Eckerd Optical Centers, Inc. v. Florida State Board of Dispensing Opticians

DONALD O. HARTWELL, Circuit Judge.

Final judgment: Plaintiff seeks a declaration that §484.06, Florida Statutes, and Rule 21 P-3.07 (a) of the Florida State Board of Dispensing Opticians to the extent they prohibit advertising the price of eye glasses and offering of reasonable discounts from said prices are unconstitutional. The questioned statute and rule provide as follows —

484.06 Optical dispensing; unlawful acts. — It shall be unlawful for any person, partnership or corporation to offer any gift or premium or discount in any form or manner in conjunction with the practice of optical dispensing, or to advertise either directly or indirectly by any means whatsoever any definite or indefinite price or credit terms on prescriptive or corrective lenses, frames, complete prescriptive or corrective glasses or any optical dispensing service; to advertise in any manner that would tend to mislead or deceive the public; to solicit patronage by advertising that he or some other person or group of persons possess better qualifications or are best trained to perform the service or to render any service connected with optical dispensing. This section is passed in the interest of public safety, health and welfare and its provisions shall be liberally construed to carry out its objectives and purposes.
21P-3.Ó7 Price and deceptive advertising prohibited. — Any licensed dispensing optician, or any dispensing optician working for or with any firm, corporation, partnership, lay body, organization, person or persons, shall not advertise the price of any product used or dispensed in the trade or occupation of optical dispensing. Nor shall he associate himself directly, Or indirectly, with anyone doing such advertising. Said dispensing optician shall not advertise in any manner, which in the opinion of the Florida State Board of Dispensing Opticians would tend to mislead the public or lower the trade or occupational standards of licensed dispensing opticians.

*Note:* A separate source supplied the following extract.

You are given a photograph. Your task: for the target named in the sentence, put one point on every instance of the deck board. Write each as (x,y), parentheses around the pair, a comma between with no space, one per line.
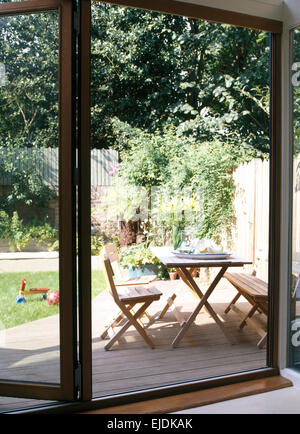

Invalidity is asserted upon two grounds — (1) That the statute and rule represent an invalid exercise of the police power under *148the constitution of the state of Florida. (2) That the statute and rule violate rights protected by the First Amendment to the constitution of the United States of America.

There can be no question that some of the activities of one engaged in the pursuits of a dispensing optician concern matters which are the proper subject of regulation under the police power. Recognition of this fact is not, however, dispositive of the problem presented.

While the scope of the police power is broad in nature, it is not without its limitations. In order for a statute or rule enacted or adopted on the basis of the police power to be valid, it is necessary that it bear a reasonable relationship to the public safety, health, morals and general welfare. (See Stadnik v. Shell’s City, Inc. 140 So. 2d 871 and Larson v. Lesser, 106 So. 2d 188).

The legislature in enacting §484.06 provided that such section was enacted in the interest of the public safety, health and welfare. Legislative findings are entitled to great weight, however, mere “conclusions” cannot be accepted as “findings” nor can the scope of the police power be measured solely by legislative declarations.

Courts should be ever hesitant to substitute their judgment for that of the legislature, a co-equal branch of government. While courts should always be reluctant to declare acts of the legislature invalid, yet it remains the duty of the courts to protect rights of litigants and to determine that the police power is exercised within constitutional boundaries.

Applying the observed principles and based upon the evidence received upon the issues formulated, this court cannot discern any reasonable relationship between the portions of the statute and rule claimed to be offensive and the proper exercise of the police power.

The evidence failed to demonstrate any benefit resulting to the general public from a limitation upon advertising of price or the granting of discounts by dispensing opticians. On the contrary, a substantial inference arises that such limitations are in fact detrimental to the general public interest in that prices are increased thereby.

The evidence before this court being clear that there exists no reasonable relationship between the limitations imposed by the statute and rule insofar as they prohibit price and discount advertising and the general welfare, we have no alternative but to declare as we now do that such limitations are unconstitutional.

*149Finding that the involved portions of the statute and rule are unconstitutional as an invalid exercise of the police power, it becomes unnecessary for this court to consider or determine whether such limitations also constitute a denial of protected rights under the First Amendment to the constitution of the United States.